Thursday, January 02, 2003

Lula da Silva, Brazil's new president, was sworn in yesterday. I don't want to seem churlish--Lula, by all accounts, is a fine man, dedicated and compassionate--but I smell disaster coming. Latin American populist politicians are always a prelude to a big mess, and half a million people showed up at Lula's inaguration. He said that he would put an end to hunger in Brazil; the Vanguardia says that there are 54 million hungry people in Brazil, a third of the population. That can't be right. Brazil's per-capita income in 1999 was $6150 adjusted for purchasing power, according to the World Almanac. That's almost $25,000 for a family of four. Of course, the rich have a lot more wealth than the poor, and, yes, I've seen the documentaries about the favelas, but I seriously doubt that more than a very few people in Brazil don't get enough to eat. (Hell, I know people--I have relatives --in the States who don't make that much.) I imagine that the problem in Brazil is that the people's expectations haven't been met; they jumped ideologically from Marxism-syndicalism to free-market democracy in a bound and believed that democracy and capitalism would make them just as rich as the Americans. It hasn't happened yet. Things like this take a while.

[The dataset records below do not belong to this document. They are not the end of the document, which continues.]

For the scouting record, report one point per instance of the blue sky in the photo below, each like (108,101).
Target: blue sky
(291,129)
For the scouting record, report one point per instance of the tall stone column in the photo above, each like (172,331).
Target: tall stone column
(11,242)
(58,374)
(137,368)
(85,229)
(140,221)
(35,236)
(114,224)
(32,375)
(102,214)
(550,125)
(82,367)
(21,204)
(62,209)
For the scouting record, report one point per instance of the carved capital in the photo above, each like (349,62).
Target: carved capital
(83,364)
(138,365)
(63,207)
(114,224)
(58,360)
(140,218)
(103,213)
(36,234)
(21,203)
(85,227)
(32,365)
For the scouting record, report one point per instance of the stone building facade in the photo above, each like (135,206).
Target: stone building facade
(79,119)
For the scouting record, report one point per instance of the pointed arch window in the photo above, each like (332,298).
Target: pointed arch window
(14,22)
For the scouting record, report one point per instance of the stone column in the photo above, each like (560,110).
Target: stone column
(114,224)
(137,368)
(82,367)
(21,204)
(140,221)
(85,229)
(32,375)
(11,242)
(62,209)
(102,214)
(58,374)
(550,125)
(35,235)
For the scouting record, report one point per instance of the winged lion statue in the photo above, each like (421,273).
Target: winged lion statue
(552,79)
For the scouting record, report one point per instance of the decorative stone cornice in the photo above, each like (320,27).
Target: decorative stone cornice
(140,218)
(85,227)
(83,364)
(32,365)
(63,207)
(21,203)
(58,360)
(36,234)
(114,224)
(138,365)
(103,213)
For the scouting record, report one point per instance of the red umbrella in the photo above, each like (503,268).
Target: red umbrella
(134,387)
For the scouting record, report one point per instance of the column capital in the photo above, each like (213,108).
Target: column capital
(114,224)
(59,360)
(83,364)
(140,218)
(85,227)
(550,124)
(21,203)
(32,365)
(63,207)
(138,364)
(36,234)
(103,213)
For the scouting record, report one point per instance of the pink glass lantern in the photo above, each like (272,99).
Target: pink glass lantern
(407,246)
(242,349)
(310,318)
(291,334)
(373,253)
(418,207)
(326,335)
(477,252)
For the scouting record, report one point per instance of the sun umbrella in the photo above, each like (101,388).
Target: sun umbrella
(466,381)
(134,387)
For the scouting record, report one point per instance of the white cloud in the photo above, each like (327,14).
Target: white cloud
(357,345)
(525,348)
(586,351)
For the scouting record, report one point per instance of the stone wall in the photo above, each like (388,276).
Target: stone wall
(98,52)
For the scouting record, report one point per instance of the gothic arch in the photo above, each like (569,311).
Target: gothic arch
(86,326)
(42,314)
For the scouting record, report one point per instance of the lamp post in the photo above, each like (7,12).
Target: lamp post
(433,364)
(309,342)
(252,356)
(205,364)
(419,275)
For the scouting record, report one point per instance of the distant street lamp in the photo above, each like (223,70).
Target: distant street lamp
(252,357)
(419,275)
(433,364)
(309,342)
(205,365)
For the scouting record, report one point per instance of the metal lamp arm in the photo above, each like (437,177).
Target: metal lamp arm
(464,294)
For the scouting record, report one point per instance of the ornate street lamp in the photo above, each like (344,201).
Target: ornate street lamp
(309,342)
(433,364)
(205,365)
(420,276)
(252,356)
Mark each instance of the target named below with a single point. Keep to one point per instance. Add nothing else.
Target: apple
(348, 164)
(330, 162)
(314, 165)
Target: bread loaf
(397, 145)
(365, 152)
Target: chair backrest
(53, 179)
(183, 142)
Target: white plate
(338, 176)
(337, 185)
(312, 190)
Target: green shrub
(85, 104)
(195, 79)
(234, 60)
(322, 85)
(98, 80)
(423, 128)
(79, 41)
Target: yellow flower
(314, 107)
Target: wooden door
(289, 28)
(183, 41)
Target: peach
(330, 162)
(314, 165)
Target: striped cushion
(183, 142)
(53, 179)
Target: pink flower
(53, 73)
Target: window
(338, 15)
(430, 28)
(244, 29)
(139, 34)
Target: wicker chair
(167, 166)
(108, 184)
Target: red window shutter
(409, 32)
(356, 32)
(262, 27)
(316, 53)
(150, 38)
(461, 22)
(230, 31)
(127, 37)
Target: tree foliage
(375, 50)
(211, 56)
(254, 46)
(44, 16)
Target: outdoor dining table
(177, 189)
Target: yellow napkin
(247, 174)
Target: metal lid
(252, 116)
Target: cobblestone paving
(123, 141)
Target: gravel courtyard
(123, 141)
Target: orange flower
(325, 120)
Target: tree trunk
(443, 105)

So, anyway, Lula plans for a "peaceful and planned" agrarian reform, which sounds fishy to me. He stood up to the damn Yankees, saying that the Middle East crisis should be resolved "peacefully and through negotiations". He beat the patriotic drum, using language that would be laughed at by Europeans if it came out of an American mouth. He blasted what the anti-globos call "neoliberalism", saying, "Faced with the decline of a model that produced recession, unemployment, and hunger, of the failure of the culture of the individual and the hopelessness of the families, Brazilian society chose to change and made the change itself." Uh-oh. This kind of rhetoric tends to lead to large social-engineering projects. Lula is already faced with having to break two of his campaign promises; he can't raise the minimum wage or cut interest rates without touching off inflation. Let's see what he chooses. My hopes are not high, as two of the honored guests at the inaguration were Fidel Castro and Hugo Chávez; Brazil is sending half a million barrels of gasoline to Chávez to help him deal with the Venezuelan strike. Way to go, Lula! That's what they call "strikebreaking" in union circles in America; it's the direct opposite of supporting the workers. I firmly believe that you can tell a man by the company he keeps, and Lula is cuddling up to dictators awfully fast. Prediction: He will be Brazil's Alan García. Brazil will suffer serious internal strife within a year or two, at least at the level of today's Argentina and possibly at the level of today's Venezuela.

One Carla Fibla has been sent to Baghdad by the Vangua as special correspondent. She has apparently been taken on the official Potemkin tour, you know, the one where they show you the infant formula factory and orphanage that the Americans blew up. She got some quotes. Said Yassid, "Saddam is like our father, our family, the leader for whom we will sacrifice our lives." Said Karim, "Bush is a coward...Saddam Hussein is the strongest leader, the best in the world.". Carla did point out that the journalists were allowed to talk to people on only one street, and said that "The official control of every word is constant, the inhabitants are observed by local authorities while they all agree on the same thing. The enemy is clear and the national attitude is unanimous." It also looks like Saddam set up a demonstration for the foreign journos. A thousand Iraqi kids with olive branches held a "peace march" while chanting slogans in favor of Saddam. Their teachers said that "They aren't afraid because they won't need anything while our president is with us" amd "Every Iraqi child knows what he has to do when war comes." There's a nice photo of the Iraqi kids, who have pretty clearly been indoctrinated into the Saddam Youth.

Mario Soares, Socialist ex-president of Portugal from 1986 to 1996, has a long, dull Vangua op-ed today with occasional bursts of America-bashing. He says that America is operating with "absolute indifference toward human rights and international law", and that the American "spirit of reprisal" is "the opposite of justice, international legality, and even a contradiction of common moral sense". He accuses America of wanting to carry out a "holy war" and says that that would be "the worst thing that could happen to us!" Soares calls Donald Rumsfeld "bellicose" and "threatening", "arrogant" and "imprudent". He accuses the Americans of treating their captives unjustly, and says that this is "a world like the one George Orwell described". And he finishes up by saying "Utopian alternatives may be the most realistic ones today."

The op-ed itself is a turgid mound of crap, poorly written and badly reasoned. And the brilliant Jean-François Revel would most distinctly tell the dull-normal Mario Soares to go to hell for having written this steaming pile of warmed-over socialist rhetoric that was dead and buried intellectually well over a century ago. This, my fellow Americans, is what European Socialists really believe. My vote is that we deal with European conservative and moderate leaders and let the Socialists understand that they are beyond the pale of respectability as far as we're concerned.